# **Run Google Gemma Model on free google colab**
- Check Out AI Tools [Sohipm](https://www.sohipm.com)
- Follow me on [YouTube](https://www.youtube.com/channel/UCrWd_NG2P2i7gvIIY-9KwJw)
- Follow me on [LinkedIn](https://www.linkedin.com/in/rakesh-sahni/)
- Follow me on Twitter [@rakeshsahni_](https://twitter.com/rakeshsahni_)


# Setup

In [None]:
#@markdown **Library Installation**

from IPython.display import clear_output  # To keep the output clean

# Core library for working with large language models
!pip install git+https://github.com/huggingface/transformers.git

# Optimizes training on multiple GPUs/TPUs
!pip install git+https://github.com/huggingface/accelerate.git

# Reduces memory usage of models
!pip install bitsandbytes

# Accessing and preparing datasets
!pip install datasets

# Efficient fine-tuning techniques (LoRA, QLoRA)
!pip install peft

# Creating quick demos and interfaces for your models
!pip install gradio

clear_output()
print("\nDone")



Done


In [None]:
#@markdown **Environment Setup**
from google.colab import userdata
# userdata.get('<secretName>')

import numpy as np
import pandas as pd
import os
import json

import gradio as gr

import torch
import torch.nn as nn
import torch.nn.functional as F

from datasets import load_dataset

from peft import LoraConfig, get_peft_model

import transformers
from transformers import AutoModelForCausalLM, AutoTokenizer, BitsAndBytesConfig, TrainingArguments


clear_output()
print("\nDone")


Done


In [None]:
#@markdown **Create BitsAndBytesConfig**
# https://medium.com/@rakeshrajpurohit/model-quantization-with-hugging-face-transformers-and-bitsandbytes-integration-b4c9983e8996


quantization_config = BitsAndBytesConfig(
    # Load the model in 4-bit precision
    load_in_4bit=True,
    # Use double quantization for 4-bit precision
    bnb_4bit_use_double_quant=True,
    # Use the "nf4" quantization type (4-bit quantization with improved numerical stability)
    bnb_4bit_quant_type="nf4",
    # Set the compute dtype (data type for computations) to bfloat16 (Brain Floating Point 16)
    bnb_4bit_compute_dtype=torch.bfloat16, # torch.float16
)

# Clear the output of the notebook cell
clear_output()

print("\nDone")


Done


In [None]:
#@markdown **Load Tokenizer and Model**
model_id = "google/gemma-2b-it" #@param ["google/gemma-2b-it"]

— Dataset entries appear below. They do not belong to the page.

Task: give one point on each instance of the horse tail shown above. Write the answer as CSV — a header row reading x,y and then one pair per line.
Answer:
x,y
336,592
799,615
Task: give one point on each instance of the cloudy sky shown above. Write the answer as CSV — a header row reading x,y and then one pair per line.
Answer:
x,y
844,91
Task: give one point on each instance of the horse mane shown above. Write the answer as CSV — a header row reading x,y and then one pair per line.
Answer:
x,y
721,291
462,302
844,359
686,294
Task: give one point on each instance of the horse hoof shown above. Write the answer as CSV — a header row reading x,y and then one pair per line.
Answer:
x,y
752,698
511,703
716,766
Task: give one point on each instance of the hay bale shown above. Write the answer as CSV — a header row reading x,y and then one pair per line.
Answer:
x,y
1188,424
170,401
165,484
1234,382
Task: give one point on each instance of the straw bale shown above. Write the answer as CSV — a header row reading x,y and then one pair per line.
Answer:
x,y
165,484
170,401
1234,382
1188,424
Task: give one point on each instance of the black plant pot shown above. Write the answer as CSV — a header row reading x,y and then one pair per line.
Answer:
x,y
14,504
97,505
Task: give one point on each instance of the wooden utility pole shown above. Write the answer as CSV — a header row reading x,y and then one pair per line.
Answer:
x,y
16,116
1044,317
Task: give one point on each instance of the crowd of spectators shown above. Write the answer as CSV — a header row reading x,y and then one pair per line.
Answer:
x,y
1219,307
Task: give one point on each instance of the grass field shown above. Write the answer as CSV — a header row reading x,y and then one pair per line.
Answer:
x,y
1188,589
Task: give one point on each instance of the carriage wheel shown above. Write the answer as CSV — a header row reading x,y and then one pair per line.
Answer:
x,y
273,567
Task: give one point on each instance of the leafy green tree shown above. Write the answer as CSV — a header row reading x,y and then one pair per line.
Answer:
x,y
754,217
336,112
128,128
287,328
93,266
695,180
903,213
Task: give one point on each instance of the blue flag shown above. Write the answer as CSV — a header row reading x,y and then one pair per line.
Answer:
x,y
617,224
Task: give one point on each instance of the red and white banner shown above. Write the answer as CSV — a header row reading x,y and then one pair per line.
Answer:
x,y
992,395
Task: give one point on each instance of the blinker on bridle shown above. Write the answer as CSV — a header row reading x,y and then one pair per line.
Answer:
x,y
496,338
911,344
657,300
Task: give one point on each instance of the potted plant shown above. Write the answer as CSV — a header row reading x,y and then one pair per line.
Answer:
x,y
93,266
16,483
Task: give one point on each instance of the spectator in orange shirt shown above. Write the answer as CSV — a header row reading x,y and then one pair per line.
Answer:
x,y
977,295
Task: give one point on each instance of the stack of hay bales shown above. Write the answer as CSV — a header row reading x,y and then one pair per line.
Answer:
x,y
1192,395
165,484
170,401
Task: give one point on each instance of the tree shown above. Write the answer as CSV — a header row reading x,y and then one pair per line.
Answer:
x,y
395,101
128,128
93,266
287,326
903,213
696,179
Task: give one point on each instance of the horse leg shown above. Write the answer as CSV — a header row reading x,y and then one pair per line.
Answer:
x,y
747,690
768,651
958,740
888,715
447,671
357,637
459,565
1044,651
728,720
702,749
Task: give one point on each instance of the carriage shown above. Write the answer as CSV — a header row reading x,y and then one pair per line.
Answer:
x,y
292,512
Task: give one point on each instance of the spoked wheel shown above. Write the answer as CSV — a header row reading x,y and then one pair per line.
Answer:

tokenizer = AutoTokenizer.from_pretrained(
    model_id,
    add_eos_token = True,
    token=userdata.get('HF_TOKEN'),
    trust_remote_code = True
)


model = AutoModelForCausalLM.from_pretrained(
    model_id,
    device_map="auto",
    quantization_config = quantization_config,
    # use_cache=False,
    # attn_implementation="flash_attention_2",
    token=userdata.get('HF_TOKEN'),
    trust_remote_code=True
    )

clear_output()
print("\nDone")


Done


In [None]:
#@markdown **Create predict fun to return model response**
responsePrompt = lambda x: f"<start_of_turn>user\nBelow is an instruction that describes a task. Write a response that appropriately completes the request.\nInstruction: {x}<end_of_turn>\n\n<start_of_turn>model\n"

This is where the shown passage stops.